In 1958, the state lowered the BAC threshold from 0.15 percent (nearly twice the legal limit for commercial drivers today) to 0.10 percent, and other states soon followed its lead.

What Are The Risk Factors In Driving Under Influence?

Driving under the influence increases your risk of a crash by 40 times. When you drink, water and alcohol leave your body at different rates. While alcohol is metabolized relatively quickly – typically at a rate of about one drink per hour on average – some people clear it from their bodies more slowly than others. Drivers with BACs under 0.15 are generally considered to be impaired since they face similar risks to those with BACs above 0.15. What’s more, the length of time that alcohol stays in your body is also variable and depends on several factors, including how much you’ve had to drink, your gender, your weight, whether you are taking medication or other drugs, your stress levels, and whether you ate before or while you were drinking.
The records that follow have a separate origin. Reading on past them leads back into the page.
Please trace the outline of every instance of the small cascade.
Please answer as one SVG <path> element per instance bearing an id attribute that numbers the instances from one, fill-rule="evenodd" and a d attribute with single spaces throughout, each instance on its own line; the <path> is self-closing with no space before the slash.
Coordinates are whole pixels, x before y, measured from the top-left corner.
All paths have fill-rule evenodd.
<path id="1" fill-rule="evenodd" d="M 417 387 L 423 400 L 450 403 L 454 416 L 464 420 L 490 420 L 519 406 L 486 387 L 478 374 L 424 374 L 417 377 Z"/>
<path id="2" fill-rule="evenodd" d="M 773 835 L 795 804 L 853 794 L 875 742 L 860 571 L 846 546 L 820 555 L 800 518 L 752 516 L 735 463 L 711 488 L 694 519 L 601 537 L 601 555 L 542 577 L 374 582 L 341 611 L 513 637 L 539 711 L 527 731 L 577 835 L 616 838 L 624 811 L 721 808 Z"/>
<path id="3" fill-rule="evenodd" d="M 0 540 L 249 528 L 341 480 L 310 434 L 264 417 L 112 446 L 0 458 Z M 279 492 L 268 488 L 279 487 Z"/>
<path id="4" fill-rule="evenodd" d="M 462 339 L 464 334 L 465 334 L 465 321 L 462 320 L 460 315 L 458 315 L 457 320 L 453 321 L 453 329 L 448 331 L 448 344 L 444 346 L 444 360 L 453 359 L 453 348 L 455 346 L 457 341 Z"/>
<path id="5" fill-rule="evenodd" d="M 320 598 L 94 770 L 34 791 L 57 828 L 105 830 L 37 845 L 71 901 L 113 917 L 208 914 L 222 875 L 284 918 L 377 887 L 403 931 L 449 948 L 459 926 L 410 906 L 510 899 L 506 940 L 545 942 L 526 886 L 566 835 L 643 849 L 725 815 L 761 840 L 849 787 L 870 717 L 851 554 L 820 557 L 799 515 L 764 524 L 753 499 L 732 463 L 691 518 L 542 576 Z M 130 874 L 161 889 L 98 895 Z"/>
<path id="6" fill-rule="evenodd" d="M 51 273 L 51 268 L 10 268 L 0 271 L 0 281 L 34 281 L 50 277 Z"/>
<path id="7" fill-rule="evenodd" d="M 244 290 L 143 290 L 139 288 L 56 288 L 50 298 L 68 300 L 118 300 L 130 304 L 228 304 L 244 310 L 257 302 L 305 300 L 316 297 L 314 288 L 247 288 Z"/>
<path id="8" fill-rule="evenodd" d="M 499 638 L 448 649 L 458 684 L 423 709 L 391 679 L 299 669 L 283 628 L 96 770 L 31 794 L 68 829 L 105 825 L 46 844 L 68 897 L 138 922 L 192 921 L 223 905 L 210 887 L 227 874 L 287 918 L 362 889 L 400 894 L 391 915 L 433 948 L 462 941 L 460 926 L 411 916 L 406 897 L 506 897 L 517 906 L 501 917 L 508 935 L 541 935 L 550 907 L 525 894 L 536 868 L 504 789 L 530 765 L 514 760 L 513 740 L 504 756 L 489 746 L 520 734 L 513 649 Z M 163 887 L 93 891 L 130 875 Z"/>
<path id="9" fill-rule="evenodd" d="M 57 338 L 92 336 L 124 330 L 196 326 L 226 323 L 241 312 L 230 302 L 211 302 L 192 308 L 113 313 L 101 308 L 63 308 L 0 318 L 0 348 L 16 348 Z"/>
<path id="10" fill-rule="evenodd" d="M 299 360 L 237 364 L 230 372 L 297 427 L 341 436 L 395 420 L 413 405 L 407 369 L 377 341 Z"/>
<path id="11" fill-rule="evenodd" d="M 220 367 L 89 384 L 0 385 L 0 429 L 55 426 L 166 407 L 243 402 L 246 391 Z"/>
People who have been drinking drive differently than those who are sober. For example, their reaction times slow down, and they tend to make riskier decisions. Alcohol also impairs your vision and depth perception, which makes it harder to see hazards on the road. To help understand just how much more dangerous DUI can be, it’s helpful to compare the risk of DUI with other factors associated with increased accident rates. For example, an increase in speed from 60 to 65 mph will result in a 2 percent rise in the chance of a car crash, and every 10 years on the road raises your accident risk by 5 percent. If you have poor vision or drive when fatigued, you double your risk of a crash. 

How Can You Know If You’re Driving Under Influence?

People who have been drinking don’t always think they’re too drunk to drive. And if your judgment is impaired, it may be hard to imagine that you might actually get arrested for DUI or DWI and lose your license. But there are some red flags you can look out for the next time you plan to get behind the wheel after drinking. These include:

• feeling dizzy or having blurred vision

• slurring your words

• having trouble walking in a straight line; and/or

• experiencing nausea, vomiting, mood swings, extreme fatigue, or irritability.

What Should You Do If You Are Stopped By Police Officers?

You may be wondering what should you do if you’re stopped by police officers for suspicion of DUI or DWI. The best course of action is to be respectful and follow these five steps:

1. Follow the officer’s instructions

2. Keep your hands where the officer can see them

3. Don’t make sudden or quick movements

4. Be polite and answer all questions honestly

5. Cooperate, but don’t volunteer information in the hopes of avoiding arrest. 

Many people believe it is smart to cooperate with officers because doing so can help reduce their charges or potential penalties. But keep in mind that even seemingly honest answers, like admitting to drinking before getting behind the wheel or failing a field sobriety test, can be used against you in court. 

Drinking and driving is dangerous. Every state has specific rules about how much alcohol can be in your blood while you drive. If you drink before driving, even just a little bit, there are serious consequences for both you and other drivers on the road. You should not get behind the wheel if you have been drinking. Call a cab or wait until you are sober. If you suspect someone is driving under influence, tell a police officer or your local law enforcement agency.